И действительно уехал из ВГИКа!
Что тут поднялось! Уже через час родители Фрумина получили в Риге телеграмму-молнию:
«БОРИСУ ФРУМИНУ. ПРОВЕРКА РАБОТЫ ПРИЕМНОЙ КОМИССИИ ВЫЯВИЛА НЕТОЧНОСТЬ В ОЦЕНКЕ ВАШИХ ЗНАНИЙ ИСТОРИИ. ПРОСИМ СРОЧНО ПРИЛЕТЕТЬ ДЛЯ ПЕРЕСДАЧИ ЭКЗАМЕНА. ВЫЛЕТ ПОДТВЕРДИТЕ. РЕКТОРАТ ВГИКА».
Двадцатилетний Фрумин прилетел в Москву, и прямо на кафедре истории КПСС ему устроили повторный «экзамен», живо поставили «пять» и зачислили во ВГИК, в мастерскую Герасимова.
Я думаю, что и теперь, в конфликте с Ленинградским обкомом, Павленком и Госкино, Борис втайне рассчитывал на поддержку своего учителя — ведь Герасимов был знаменит в киношных кругах не только своими фильмами, но и тем, что всегда выручал своих учеников из самых сложных конфликтов с партийным руководством.
— Все будет о’кей! — говорил Фрумин. — Главное — закончить картину!
И вместо косметических, в угоду начальству поправок поправлял то, что хотел так или иначе поправить, дожать и улучшить, уверяя актеров, редакторов и автора, что «все будет о’кей!».

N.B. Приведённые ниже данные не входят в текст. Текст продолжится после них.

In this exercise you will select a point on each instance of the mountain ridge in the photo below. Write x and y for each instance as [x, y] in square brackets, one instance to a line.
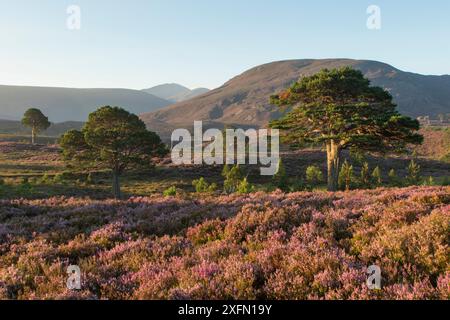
[175, 92]
[72, 104]
[244, 99]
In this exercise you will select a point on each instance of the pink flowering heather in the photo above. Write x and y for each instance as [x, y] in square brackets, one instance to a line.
[256, 246]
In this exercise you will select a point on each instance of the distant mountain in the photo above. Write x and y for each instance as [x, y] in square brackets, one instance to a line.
[244, 100]
[175, 92]
[55, 130]
[66, 104]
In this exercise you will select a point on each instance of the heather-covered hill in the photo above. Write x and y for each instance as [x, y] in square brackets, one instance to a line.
[258, 246]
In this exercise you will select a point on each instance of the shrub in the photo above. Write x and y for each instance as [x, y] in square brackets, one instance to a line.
[376, 177]
[244, 187]
[429, 181]
[314, 175]
[280, 178]
[232, 179]
[346, 176]
[201, 186]
[365, 175]
[413, 177]
[299, 185]
[170, 192]
[394, 180]
[446, 181]
[90, 178]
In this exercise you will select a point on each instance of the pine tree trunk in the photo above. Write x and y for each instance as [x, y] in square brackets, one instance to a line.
[116, 185]
[333, 161]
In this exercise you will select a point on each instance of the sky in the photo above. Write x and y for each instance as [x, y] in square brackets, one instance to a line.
[203, 43]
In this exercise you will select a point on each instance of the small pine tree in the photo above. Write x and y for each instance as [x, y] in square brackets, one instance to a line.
[376, 177]
[314, 175]
[89, 178]
[365, 175]
[170, 192]
[394, 181]
[430, 181]
[202, 186]
[413, 177]
[446, 181]
[346, 176]
[232, 179]
[244, 187]
[280, 178]
[225, 171]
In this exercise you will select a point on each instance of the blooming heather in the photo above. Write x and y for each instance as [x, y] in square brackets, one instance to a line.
[256, 246]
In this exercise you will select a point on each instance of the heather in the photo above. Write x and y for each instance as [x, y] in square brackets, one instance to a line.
[248, 246]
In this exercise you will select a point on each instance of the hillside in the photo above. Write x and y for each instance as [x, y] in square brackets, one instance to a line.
[55, 130]
[174, 92]
[244, 100]
[66, 104]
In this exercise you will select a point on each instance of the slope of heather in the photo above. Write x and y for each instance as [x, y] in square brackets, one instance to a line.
[55, 130]
[66, 104]
[260, 246]
[244, 100]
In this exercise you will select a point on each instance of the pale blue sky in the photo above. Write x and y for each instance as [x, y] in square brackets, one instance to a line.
[141, 43]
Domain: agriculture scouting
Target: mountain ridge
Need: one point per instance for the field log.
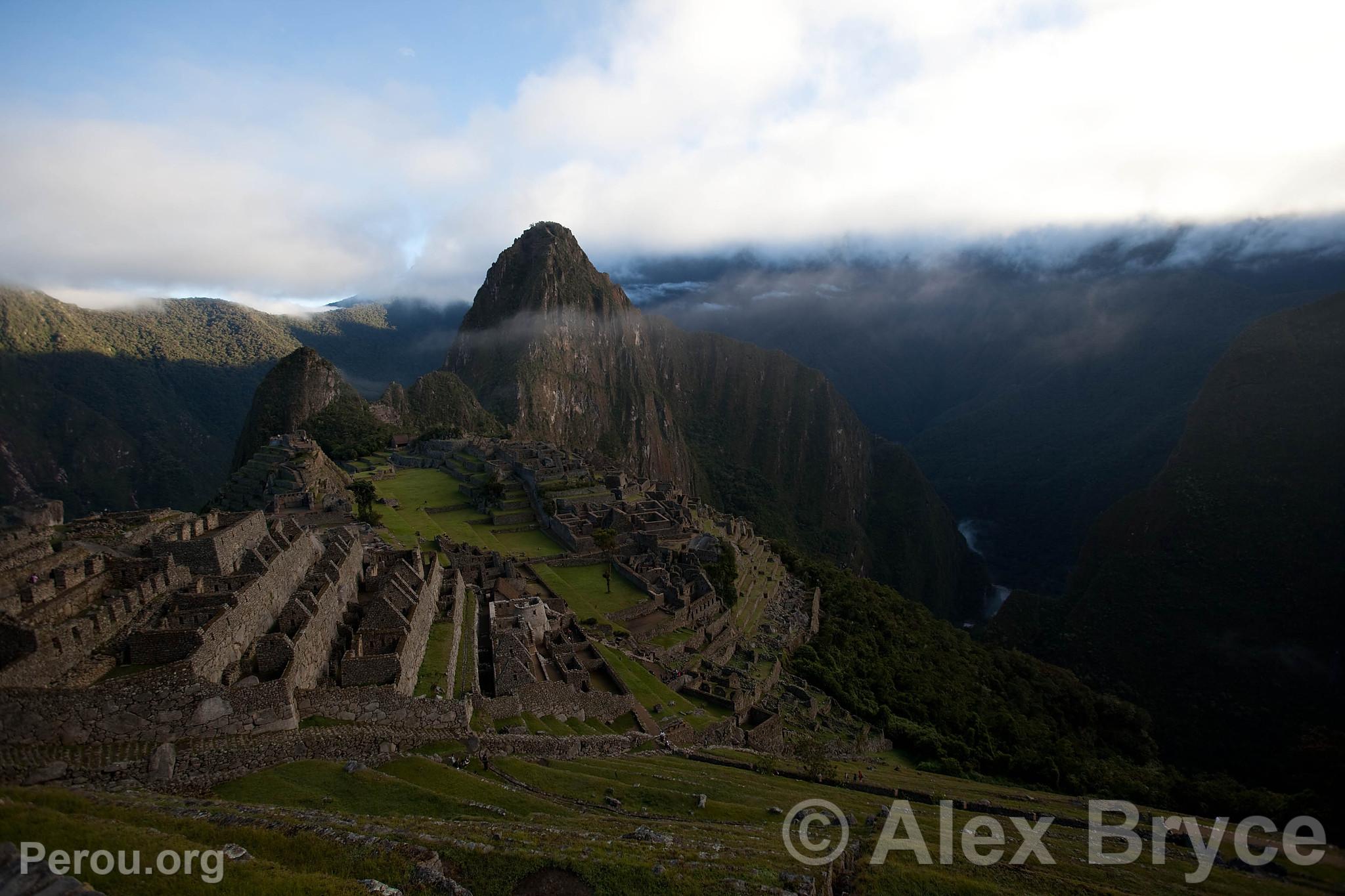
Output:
(556, 351)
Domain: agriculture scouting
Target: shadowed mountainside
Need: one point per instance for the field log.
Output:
(305, 391)
(1214, 595)
(143, 408)
(557, 352)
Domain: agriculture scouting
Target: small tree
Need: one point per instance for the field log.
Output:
(365, 495)
(811, 752)
(493, 492)
(606, 542)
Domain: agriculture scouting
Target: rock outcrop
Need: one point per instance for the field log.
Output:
(556, 351)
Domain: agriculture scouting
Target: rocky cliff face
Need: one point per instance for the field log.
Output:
(301, 385)
(557, 352)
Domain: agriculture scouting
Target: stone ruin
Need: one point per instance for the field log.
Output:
(165, 628)
(288, 475)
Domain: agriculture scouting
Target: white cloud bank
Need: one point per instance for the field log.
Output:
(695, 125)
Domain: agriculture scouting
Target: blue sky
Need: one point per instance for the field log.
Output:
(305, 151)
(119, 58)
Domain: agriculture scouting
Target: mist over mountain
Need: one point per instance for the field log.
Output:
(1036, 381)
(1212, 594)
(556, 351)
(142, 408)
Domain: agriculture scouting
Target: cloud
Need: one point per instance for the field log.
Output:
(682, 128)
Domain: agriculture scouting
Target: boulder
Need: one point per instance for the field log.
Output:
(50, 771)
(209, 710)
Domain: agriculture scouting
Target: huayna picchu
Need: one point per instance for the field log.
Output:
(441, 629)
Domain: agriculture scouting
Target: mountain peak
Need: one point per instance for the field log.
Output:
(545, 272)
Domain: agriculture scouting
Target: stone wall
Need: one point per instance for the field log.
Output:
(382, 704)
(556, 699)
(422, 618)
(259, 603)
(215, 551)
(767, 735)
(456, 634)
(163, 704)
(61, 645)
(313, 643)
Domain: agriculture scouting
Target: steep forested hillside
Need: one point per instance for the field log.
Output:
(142, 408)
(1214, 595)
(556, 351)
(1032, 396)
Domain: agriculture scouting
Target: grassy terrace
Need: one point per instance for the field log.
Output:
(417, 489)
(671, 639)
(650, 691)
(585, 591)
(466, 656)
(558, 819)
(435, 666)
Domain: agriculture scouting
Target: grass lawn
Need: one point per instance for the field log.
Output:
(671, 639)
(416, 489)
(585, 591)
(125, 670)
(466, 656)
(435, 666)
(282, 863)
(650, 691)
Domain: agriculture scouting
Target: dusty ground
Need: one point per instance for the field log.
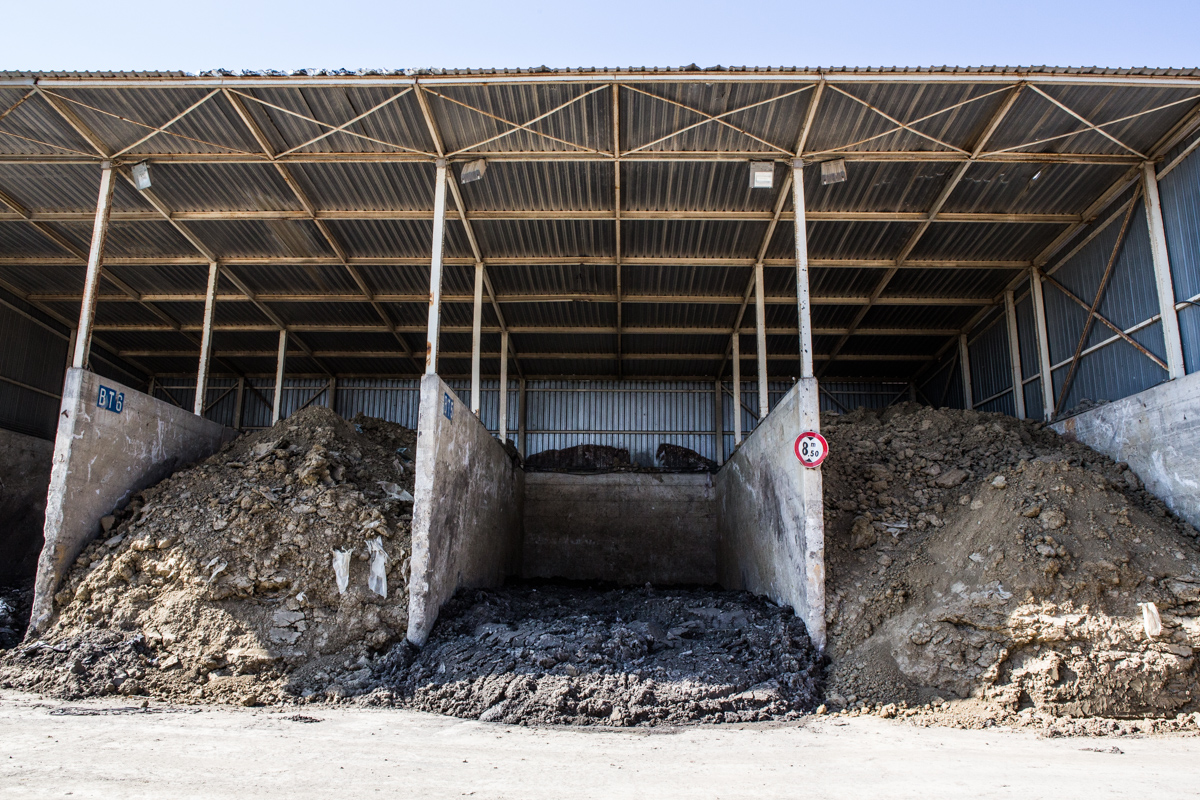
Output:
(975, 555)
(352, 752)
(573, 655)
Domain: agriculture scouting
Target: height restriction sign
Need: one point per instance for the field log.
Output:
(811, 449)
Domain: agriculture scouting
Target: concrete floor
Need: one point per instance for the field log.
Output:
(361, 753)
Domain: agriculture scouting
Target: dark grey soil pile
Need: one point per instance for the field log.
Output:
(555, 654)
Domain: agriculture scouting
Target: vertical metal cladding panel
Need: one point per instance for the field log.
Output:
(1027, 342)
(991, 370)
(1180, 193)
(943, 388)
(635, 415)
(303, 392)
(257, 404)
(1116, 370)
(393, 400)
(34, 356)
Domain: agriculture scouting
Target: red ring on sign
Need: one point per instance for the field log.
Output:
(825, 449)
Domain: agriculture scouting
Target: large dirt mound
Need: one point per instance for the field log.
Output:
(975, 555)
(556, 654)
(220, 582)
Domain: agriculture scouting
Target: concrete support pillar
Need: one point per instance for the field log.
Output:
(504, 386)
(736, 343)
(202, 373)
(239, 403)
(718, 423)
(521, 421)
(1014, 355)
(439, 226)
(95, 264)
(477, 338)
(803, 304)
(280, 366)
(965, 367)
(760, 322)
(1039, 319)
(1163, 275)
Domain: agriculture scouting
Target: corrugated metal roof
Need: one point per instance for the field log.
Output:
(357, 149)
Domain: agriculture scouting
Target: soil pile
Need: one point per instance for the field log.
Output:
(277, 564)
(558, 654)
(976, 555)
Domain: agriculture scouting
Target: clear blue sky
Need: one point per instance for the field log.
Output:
(193, 36)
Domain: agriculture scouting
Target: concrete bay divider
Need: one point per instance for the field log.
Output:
(771, 513)
(112, 443)
(466, 507)
(1157, 432)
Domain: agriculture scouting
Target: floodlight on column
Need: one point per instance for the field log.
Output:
(473, 170)
(762, 174)
(141, 172)
(833, 172)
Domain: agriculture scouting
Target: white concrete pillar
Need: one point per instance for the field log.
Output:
(504, 386)
(439, 224)
(736, 342)
(280, 366)
(1039, 319)
(1163, 274)
(803, 302)
(760, 322)
(202, 373)
(95, 263)
(965, 368)
(477, 338)
(718, 422)
(239, 403)
(1014, 354)
(521, 421)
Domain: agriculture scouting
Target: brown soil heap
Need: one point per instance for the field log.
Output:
(219, 583)
(573, 655)
(975, 555)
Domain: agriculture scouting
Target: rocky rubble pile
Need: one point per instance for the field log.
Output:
(561, 654)
(275, 567)
(981, 558)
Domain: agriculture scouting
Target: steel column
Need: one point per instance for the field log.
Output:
(1014, 354)
(1163, 275)
(202, 373)
(475, 338)
(803, 302)
(280, 365)
(504, 386)
(439, 224)
(760, 319)
(95, 264)
(965, 368)
(1039, 318)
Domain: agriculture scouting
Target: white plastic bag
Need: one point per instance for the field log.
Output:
(378, 579)
(1151, 620)
(342, 570)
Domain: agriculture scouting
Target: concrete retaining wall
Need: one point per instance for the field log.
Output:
(24, 475)
(771, 513)
(623, 527)
(466, 510)
(103, 456)
(1157, 432)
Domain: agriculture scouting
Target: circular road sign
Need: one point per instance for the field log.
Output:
(811, 449)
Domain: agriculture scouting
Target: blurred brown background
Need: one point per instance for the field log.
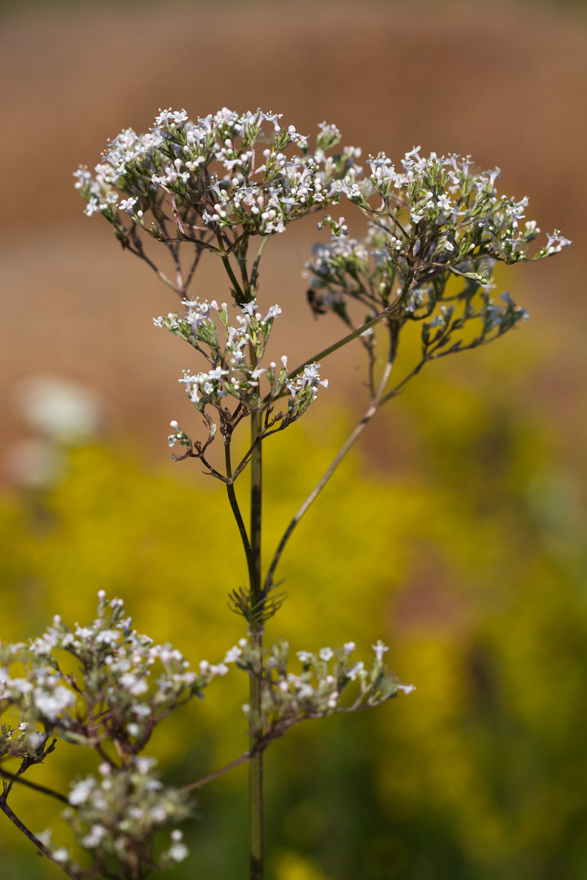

И действительно, все было «о’кей» в тот день — светило солнце, точно по расписанию ходили самолеты, лихо и, как говорил Фрумин, «замечательно» Жданько и Неелова переозвучили какие-то реплики, и мы со Стасом вернулись вечерним самолетом в Москву, я отвез его из Внуково на Арбат и оставил у подъезда дома, где он жил с Валей Малявиной.